In our previous study, a combination of ciprofloxacin and cefotaxime showed synergistic effects against nalidixic acid-resistant Salmonella Paratyphi A and B. This combination appears to be more effective than monotherapy and may help reduce the chances that fluoroquinolone-resistant mutants will emerge in patients with severe typhoid fever [16, 17]. In this case, we treated with ciprofloxacin and cefotaxime, and the patient’s clinical features including back pain and ESR level decreased.
Olaquindox-resistant isolates were found to contain the gene combination oqxAB, which encodes an RND family efflux pump, confers resistance to olaquindox quinolones and chloramphenicol, and reduces susceptibility to other antibiotics [18]. OqxAB, a plasmid-mediated RND efflux pump conferring resistance to multiple antibiotics, was found in Salmonella isolates recovered from food samples. The overall OqxAB-positive rate of Salmonella typhimurium strains was 29% (159 out of 546 isolates), and the yearly rates were 0, 13, 26, 32, 36, 39, and 42% during the years 2005 to 2011, respectively.
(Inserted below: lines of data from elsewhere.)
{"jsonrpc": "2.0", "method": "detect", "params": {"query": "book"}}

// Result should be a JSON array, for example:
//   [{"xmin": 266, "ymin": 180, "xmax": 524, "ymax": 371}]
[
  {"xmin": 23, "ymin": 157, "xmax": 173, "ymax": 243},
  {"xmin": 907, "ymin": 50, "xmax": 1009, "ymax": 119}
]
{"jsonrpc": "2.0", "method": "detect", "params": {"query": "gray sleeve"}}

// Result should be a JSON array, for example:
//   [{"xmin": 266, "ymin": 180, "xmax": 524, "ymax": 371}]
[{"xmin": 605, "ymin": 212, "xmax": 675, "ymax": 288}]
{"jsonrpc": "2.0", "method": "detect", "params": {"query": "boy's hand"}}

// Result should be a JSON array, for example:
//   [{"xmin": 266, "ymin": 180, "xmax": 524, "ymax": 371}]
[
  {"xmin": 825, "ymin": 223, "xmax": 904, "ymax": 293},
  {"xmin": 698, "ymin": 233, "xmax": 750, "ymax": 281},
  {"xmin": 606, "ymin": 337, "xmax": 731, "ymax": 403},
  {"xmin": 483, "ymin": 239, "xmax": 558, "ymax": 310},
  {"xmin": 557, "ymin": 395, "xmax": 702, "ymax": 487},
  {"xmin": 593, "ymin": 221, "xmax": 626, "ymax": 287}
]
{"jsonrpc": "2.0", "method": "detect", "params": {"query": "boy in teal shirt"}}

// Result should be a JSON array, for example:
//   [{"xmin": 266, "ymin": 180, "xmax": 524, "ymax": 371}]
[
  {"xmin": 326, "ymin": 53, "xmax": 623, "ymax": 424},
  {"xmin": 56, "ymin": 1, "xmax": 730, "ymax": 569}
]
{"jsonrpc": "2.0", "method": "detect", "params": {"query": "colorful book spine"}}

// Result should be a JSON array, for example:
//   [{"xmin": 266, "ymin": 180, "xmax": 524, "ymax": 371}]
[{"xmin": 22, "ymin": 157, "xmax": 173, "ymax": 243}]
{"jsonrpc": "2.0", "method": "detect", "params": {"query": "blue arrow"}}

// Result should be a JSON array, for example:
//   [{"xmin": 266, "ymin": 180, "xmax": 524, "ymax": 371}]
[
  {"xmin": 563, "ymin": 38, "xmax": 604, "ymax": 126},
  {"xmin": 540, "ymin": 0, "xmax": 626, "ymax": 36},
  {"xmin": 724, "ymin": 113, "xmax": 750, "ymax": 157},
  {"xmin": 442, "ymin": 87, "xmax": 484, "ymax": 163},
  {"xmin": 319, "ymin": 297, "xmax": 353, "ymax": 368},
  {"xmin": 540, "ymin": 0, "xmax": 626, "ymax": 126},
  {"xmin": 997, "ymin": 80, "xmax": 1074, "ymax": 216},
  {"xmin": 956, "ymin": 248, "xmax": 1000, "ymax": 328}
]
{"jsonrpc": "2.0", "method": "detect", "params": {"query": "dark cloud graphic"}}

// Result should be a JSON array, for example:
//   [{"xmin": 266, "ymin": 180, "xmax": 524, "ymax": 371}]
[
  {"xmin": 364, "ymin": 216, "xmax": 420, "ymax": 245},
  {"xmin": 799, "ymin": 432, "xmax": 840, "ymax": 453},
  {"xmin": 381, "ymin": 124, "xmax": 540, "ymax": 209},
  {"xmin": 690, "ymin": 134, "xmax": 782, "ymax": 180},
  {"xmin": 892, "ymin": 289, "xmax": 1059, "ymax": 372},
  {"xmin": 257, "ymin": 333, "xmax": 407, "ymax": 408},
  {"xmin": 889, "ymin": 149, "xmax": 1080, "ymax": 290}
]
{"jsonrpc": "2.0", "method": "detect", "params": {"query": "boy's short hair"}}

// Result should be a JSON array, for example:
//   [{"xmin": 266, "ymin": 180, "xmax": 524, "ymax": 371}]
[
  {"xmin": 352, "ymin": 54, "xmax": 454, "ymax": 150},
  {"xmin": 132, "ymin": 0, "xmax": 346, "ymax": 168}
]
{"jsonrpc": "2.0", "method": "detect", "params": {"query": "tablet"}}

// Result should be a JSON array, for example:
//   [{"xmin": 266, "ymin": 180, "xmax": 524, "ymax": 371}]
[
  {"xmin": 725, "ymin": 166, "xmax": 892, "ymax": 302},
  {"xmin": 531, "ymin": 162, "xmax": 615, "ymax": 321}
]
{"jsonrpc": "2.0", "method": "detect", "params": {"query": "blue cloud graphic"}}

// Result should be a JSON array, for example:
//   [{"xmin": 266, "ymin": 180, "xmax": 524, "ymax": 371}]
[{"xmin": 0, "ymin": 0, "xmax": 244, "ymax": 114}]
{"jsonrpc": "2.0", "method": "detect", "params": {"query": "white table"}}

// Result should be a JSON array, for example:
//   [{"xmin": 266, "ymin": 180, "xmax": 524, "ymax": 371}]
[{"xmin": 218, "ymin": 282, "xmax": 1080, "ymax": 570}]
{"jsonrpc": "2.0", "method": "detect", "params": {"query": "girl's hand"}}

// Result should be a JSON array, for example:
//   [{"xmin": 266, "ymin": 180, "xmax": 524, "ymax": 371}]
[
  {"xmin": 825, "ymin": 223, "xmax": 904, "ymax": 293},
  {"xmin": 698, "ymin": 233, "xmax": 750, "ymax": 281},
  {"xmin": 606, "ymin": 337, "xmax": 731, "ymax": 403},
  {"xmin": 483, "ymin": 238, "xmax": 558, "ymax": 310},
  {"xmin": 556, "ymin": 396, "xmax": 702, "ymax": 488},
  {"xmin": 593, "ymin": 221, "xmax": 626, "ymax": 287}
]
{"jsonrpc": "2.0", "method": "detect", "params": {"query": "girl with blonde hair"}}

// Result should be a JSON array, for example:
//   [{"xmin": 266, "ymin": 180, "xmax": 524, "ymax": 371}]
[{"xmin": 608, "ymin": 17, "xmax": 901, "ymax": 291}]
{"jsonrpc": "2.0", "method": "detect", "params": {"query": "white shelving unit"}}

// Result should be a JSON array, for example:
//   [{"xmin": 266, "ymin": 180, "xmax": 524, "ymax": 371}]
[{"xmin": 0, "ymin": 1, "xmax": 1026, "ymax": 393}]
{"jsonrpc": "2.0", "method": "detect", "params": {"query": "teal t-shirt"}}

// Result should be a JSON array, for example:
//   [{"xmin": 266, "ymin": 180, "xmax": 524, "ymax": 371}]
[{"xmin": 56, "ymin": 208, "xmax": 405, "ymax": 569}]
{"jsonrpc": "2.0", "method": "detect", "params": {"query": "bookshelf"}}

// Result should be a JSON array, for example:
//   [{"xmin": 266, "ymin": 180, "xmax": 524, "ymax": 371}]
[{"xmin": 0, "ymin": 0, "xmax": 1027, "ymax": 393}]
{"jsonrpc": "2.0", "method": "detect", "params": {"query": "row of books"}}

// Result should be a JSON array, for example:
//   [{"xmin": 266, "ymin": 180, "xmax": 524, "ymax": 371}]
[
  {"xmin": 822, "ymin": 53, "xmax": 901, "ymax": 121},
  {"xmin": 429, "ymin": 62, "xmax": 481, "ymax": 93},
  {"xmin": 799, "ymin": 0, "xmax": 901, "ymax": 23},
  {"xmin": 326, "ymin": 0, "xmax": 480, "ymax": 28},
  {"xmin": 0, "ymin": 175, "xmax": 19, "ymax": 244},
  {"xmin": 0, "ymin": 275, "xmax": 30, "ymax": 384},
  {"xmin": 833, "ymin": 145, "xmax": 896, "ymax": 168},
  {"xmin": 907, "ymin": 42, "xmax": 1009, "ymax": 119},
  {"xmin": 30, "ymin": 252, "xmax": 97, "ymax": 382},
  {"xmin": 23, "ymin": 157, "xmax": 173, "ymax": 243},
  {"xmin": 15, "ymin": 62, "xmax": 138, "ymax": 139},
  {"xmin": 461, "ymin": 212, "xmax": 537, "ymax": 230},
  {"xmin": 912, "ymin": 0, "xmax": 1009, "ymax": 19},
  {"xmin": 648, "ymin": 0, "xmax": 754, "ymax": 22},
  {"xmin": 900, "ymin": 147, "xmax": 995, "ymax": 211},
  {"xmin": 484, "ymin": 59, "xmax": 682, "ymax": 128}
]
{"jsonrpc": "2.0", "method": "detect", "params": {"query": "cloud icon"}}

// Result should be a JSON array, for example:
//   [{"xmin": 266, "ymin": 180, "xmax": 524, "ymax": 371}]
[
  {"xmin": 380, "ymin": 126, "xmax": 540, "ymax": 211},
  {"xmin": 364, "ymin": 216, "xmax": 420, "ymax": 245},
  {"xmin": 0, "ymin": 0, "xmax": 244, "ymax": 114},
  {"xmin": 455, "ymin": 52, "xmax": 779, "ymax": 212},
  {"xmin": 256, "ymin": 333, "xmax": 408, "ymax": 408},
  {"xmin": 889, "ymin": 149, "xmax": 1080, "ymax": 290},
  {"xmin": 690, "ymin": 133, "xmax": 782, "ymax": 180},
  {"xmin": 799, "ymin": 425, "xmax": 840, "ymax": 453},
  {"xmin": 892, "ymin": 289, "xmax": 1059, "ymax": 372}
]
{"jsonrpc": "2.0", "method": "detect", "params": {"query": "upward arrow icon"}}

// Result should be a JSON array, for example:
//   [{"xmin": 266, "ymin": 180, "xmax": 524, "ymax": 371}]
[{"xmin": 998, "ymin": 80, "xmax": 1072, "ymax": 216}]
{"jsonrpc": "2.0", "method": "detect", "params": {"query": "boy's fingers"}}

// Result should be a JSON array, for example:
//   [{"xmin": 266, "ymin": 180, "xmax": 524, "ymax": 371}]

OqxAB was also found to be associated with multidrug resistance in S. typhimurium isolates from Hong Kong and from the Infectious Disease Prevention and Control, National Institute for Communicable Disease Control and Prevention (ICDC), Chinese Center for Disease Control and Prevention, Beijing, China. Among the S.typhimurium isolates of the OqxAB-positive group, 94% (Hong Kong) and 98% (ICDC) were resistant to ciprofloxacin (MIC = 2 mg/L); the corresponding resistance rate in the OqxAB-negative S. typhimurium isolates from Hong Kong and ICDC was only 11% [19].
Our NGS study showed that expression of multiple RND family efflux pumps such as MdsC, CRP, and SdiA, which may be related to quinolone resistance, may have been responsible for the failure of ceftriaxone treatment (Table 2). The upregulation of endogenous SdeXY-HasF-mediated efflux has been reported to be associated with tigecycline resistance in Serratia marcescens, along with increases in MIC for tetracycline, ciprofloxacin, and cefpirome [20]. The overexpression of the BmeB efflux pump has also been reported to cause low-to-intermediate-level clinically relevant fluoroquinolone resistance and can be coupled with GyrA substitutions to cause high-level fluoroquinolone resistance. Finally, it also contributes to high-level clinically relevant resistance to beta-lactams [21]. Our case also showed that both the amino acid substitution GyrA S83F and the expression of multiple RND family efflux pumps led to high-level resistance to quinolone. No resistance genes in Salmonella Paratyphi A related to ceftriaxone, such as CTX-M, CMY-2, or other extended-spectrum beta-lactamases were identified using NGS. However, there was no response or even progression to vertebral osteomyelitis to treatment with third-generation cephalosporins after 18 days of the initial treatment. The GyrA S83F substitution and the expression of multiple RND family efflux pumps may have contributed to the failure of treatment with ceftriaxone, even though the MIC of the isolate to ceftriaxone was less than 1. In our case, there was a possibility that the early onset of metastatic spondylitis accounted for the failure of treatment with a third-generation cephalosporin because the treatment duration was not long enough. However, further studies on RND antibiotic efflux pumps are necessary to truly identify it as the cause of third-generation cephalosporin treatment failure.
In conclusion, this case involved a Salmonella Paratyphi A infection accompanied by spondylitis. To our knowledge, this is the first report to elucidate the mechanism underlying antimicrobial resistance using NGS.